Since the collapse of the ceasefire in mid-2011 in Kachin and northern Shan, ensuring access to quality basic education services for all children affected by conflict has remained a big challenge. With the current escalation of violence, education remains one of the most critical needs for conflict-affected children who live on both sides of the frontline in Myanmar.
By Mariana Palavra, Communication Specialist
Kachin State - Life wasn’t always easy for 32 year-old Hkawng Nyoi, who lives in Chipwe Township, in an area controlled by the Kachin Independence Organisation. Her mother died from malaria when she was 7 years old and her father, who was retired from the army, passed away some four years later. Then, she moved to her eldest brother’s house.
32 year-old Hkawng Nyoi is a ECD volunteer teacher
©UNICEF Myanmar/2016/Khine Zar Mon
Although she had to drop her studies in grade 11, as her brother couldn’t afford tuition classes anymore, Hkawng Nyoi didn’t quit her dream. One year later, she became an early childhood development (ECD) volunteer teacher.
This was in 2000, “the beginning of my dream”, she says. However, as a teacher, she faced significant challenges, namely the lack of parents’ awareness in terms of child care, the different language and ethnic groups she worked with, poor facilities and lack of teacher training in non-governmental controlled areas (NGCA).
In 2004, she decided to temporarily stop teaching to raise her own children, but without stopping her self-study on teaching and the parents education community. Her wish to go back to ECD teaching almost vanished when fighting between the Kachin Independence Army and government soldiers resumed in June 2011, forcing her and the community to flee.
Due to the conflict, the ECD centre was closed from 2011 to 2013. In the following year, the centre reopened its doors and Hkawng Nyoi decided to teach again.
“Since the collapse of the ceasefire in mid-2011, ensuring quality basic education services for all children affected by conflict has remained a big challenge. In both areas, the large number of IDP children requiring education has been putting pressure on existing education facilities and personnel”, says Hka Li, Humanitarian and Development Department Director of Kachin Baptist Convention (KBC), one of the few NGOs that work in both governmental controlled areas (GCA) and non-governmental controlled areas (NGCA). “Plus, in remote areas beyond government control, children still live with limited access to basic education. On top of this, the turn-over of volunteer teachers has been relatively high, and most of them still lack the skills and knowledge to lead child-friendly teaching-learning process and require training on ways to promote children’s development and protection from many risks related to conflict and displacement.”
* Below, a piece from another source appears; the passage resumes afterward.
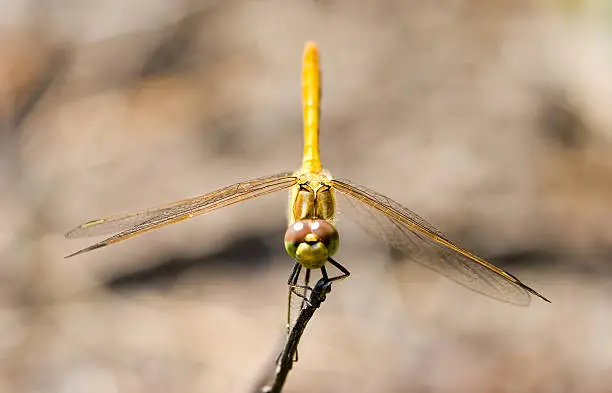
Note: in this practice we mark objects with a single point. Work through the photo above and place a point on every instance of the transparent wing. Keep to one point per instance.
(421, 242)
(133, 224)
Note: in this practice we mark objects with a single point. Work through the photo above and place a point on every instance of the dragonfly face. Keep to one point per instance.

For these reasons, UNICEF and KBC have been providing basic education support for over 7000 children in IDP camps and communities affected by conflict in Kachin State in both GCA and NGCA, particularly in hard-to-reach areas.
Hkawng Nyoi sometimes visits the ECD centres from the governmental controlled areas. ©UNICEF Myanmar/2016/Khine Zar Mon
During the last two years, this partnership has provided access to pre-primary school and basic education in safe learning spaces; teaching materials for teachers, volunteers and students; training for around 365 teachers; and the support of school and camp committees.
Hkawng Nyoi is one of those teachers from the NGCA that has received KBC-UNICEF support, particularly through teacher training and honorarium support.
“We are committed to improved quality education through teacher training on basic pedagogy, inclusive education, school and classroom management, life skills education, and child rights”, explains Hka Li from KBC.
This capacity building is fundamental, particularly for the remote area in the areas not controlled by the government. “Basic services are weaker in NGC areas, where children are missing out on education, which affects their chances later in life and will have a long term impact on economic growth and development in these areas”, explains Bertrand Bainvel, UNICEF Representative to Myanmar. “UNICEF has facilitated contact and talks between government and non-State actors to ensure access to basic services for all children. These partnerships can also contribute to peace by building consensus between both sides.”
Hkawng Nyoi sometimes visits the ECD centres from the governmental controlled areas. She recognizes that the differences couldn’t be bigger: “In my centre, there isn’t a playground for children, it’s a very basic space.” However, what she really wants is not a fancy building or materials: “due to the conflict, children are missing out on chances to develop and are not accessing education. I only have one wish - that the conflict stops, and peace prevails”, she firmly states.
UNICEF faces access limitations in Kachin and Shan states, which is currently at a historic low. “This has resulted in gaps in humanitarian aid for children”, says Bertrand Bainvel, UNICEF Representative to Myanmar. “We are calling on all parties to provide quality basic services for children in the areas that they control, before, during and after conflict”.